Bei der VHV Tierhaftpflicht müssen Erklärungen und Anzeigen zum Vertrag in Textform erfolgen und an die zuständige Stelle gerichtet werden. Erfahren Sie, welche Folgen es hat, wenn eine Anschriften- oder Namensänderung nicht mitgeteilt wird und was bei der Verlegung einer gewerblichen Niederlassung gilt.
1. Form, zuständige Stelle
Die für den Versicherer bestimmten Erklärungen und Anzeigen, die den Versicherungsvertrag betreffen und die unmittelbar gegenüber dem Versicherer erfolgen, sind in Textform (z. B. E-Mail, Telefax oder Brief) abzugeben. Dies gilt nicht, soweit gesetzlich Schriftform oder in diesem Vertrag etwas anderes bestimmt ist.

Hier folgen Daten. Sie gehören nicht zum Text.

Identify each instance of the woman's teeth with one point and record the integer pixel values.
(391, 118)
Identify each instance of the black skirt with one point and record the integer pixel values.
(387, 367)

Erklärungen und Anzeigen sollen an die Hauptverwaltung des Versicherers oder an die im Versicherungsschein oder in dessen Nachträgen als zuständige bezeichnete Stelle gerichtet werden. Die gesetzlichen Regelungen über den Zugang von Erklärungen und Anzeigen bleiben bestehen.
2. Nichtanzeige einer Anschriften- oder Namensänderung
Hat der Versicherungsnehmer eine Änderung seiner Anschrift dem Versicherer nicht mitgeteilt, genügt für eine Willenserklärung, die dem Versicherungsnehmer gegenüber abzugeben ist, die Absendung eines eingeschriebenen Briefs an die letzte dem Versicherer bekannte Anschrift. Die Erklärung gilt drei Tage nach der Absendung des Briefs als zugegangen. Dies gilt entsprechend für den Fall einer dem Versicherer nicht angezeigten Namensänderung des Versicherungsnehmers.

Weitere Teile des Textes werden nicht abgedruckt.